(521d) Designing Single-Atom Sites for Regio- and Stereo-Selective Conversions By Self-Assembled Monolayers of Phosphonic Acids

Atomically disperse catalysts have gained interest due to their structural homogeneity, resulting in higher overall selectivity when compared to nanoparticle counterparts; however, there is still room for improvement for highly regioselective and stereoselective chemical conversions over these sites, such as hydroformylation and directed hydrogenations. Significant research has been conducted to make highly selective and active organometallic catalytic systems, providing a variety of techniques to cater active sites through steric and electronic modification. These techniques lend themselves to be translated to modification of isolated sites through self-assembled monolayers on the support, directing reaction pathways through adsorbate-ligand interactions as well as metal-ligand interactions. Previously, we modified site-isolated Rh₁/TiO₂ with a series of substituted benzyl phosphonic acids. We found that modification of the support by phosphonic acids reduced increased absolute hydroformylation activity by up to 18× compared to the unmodified case at 150°C. The bite angle of adsorbed carbon monoxide, as determined from infrared spectra, correlated with hydroformylation activity – indicating a local confinement effect. These findings demonstrate that Rh₁ active sites are highly sensitive to modification of the support.

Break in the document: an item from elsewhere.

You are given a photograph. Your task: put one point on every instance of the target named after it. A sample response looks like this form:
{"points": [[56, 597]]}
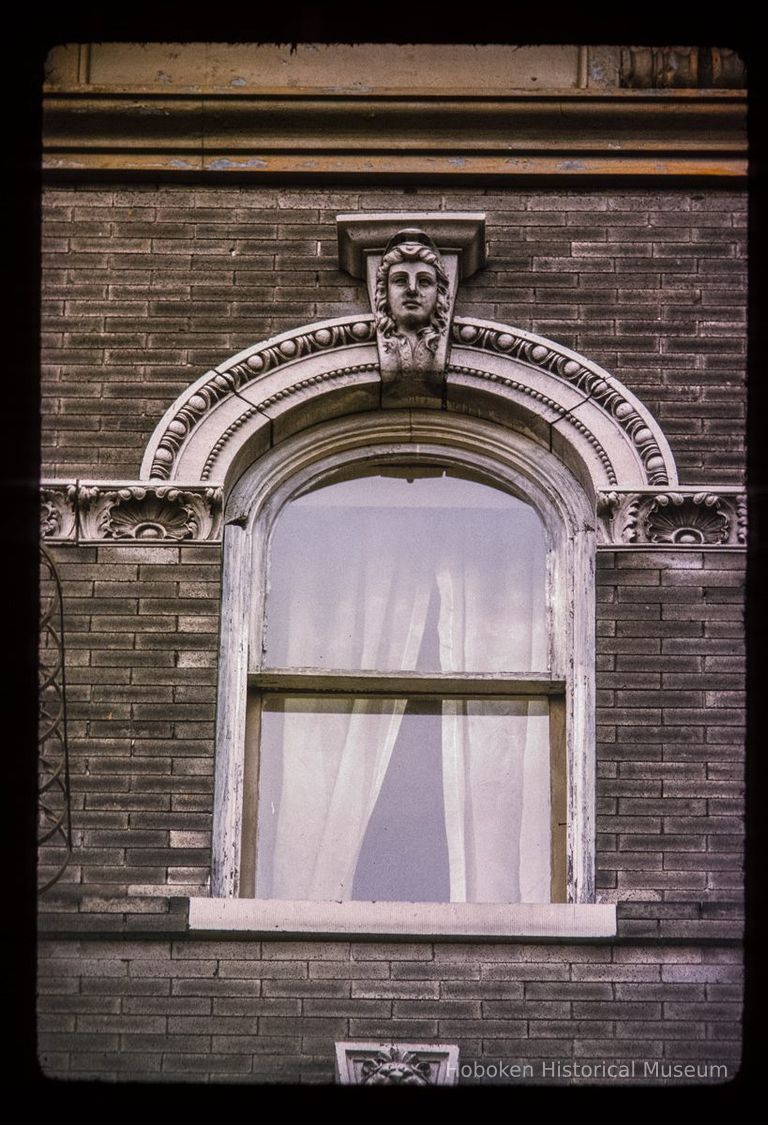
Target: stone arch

Here, we explore the use of phosphonic acid ligands to confine the active site and induce regioselective hydroformylation of styrene and stereoselective hydrogenation of 4-terpeninol. Preliminary results show that introduction of phosphonic acids to the surface shifts selectivity to products that are sterically favorable. In both hydroformylation and hydrogenation, these impacts are likely due to limiting the modes in which the large substrate can approach the narrow active site, causing modified catalysts to prefer “upright”, sterically-favored products.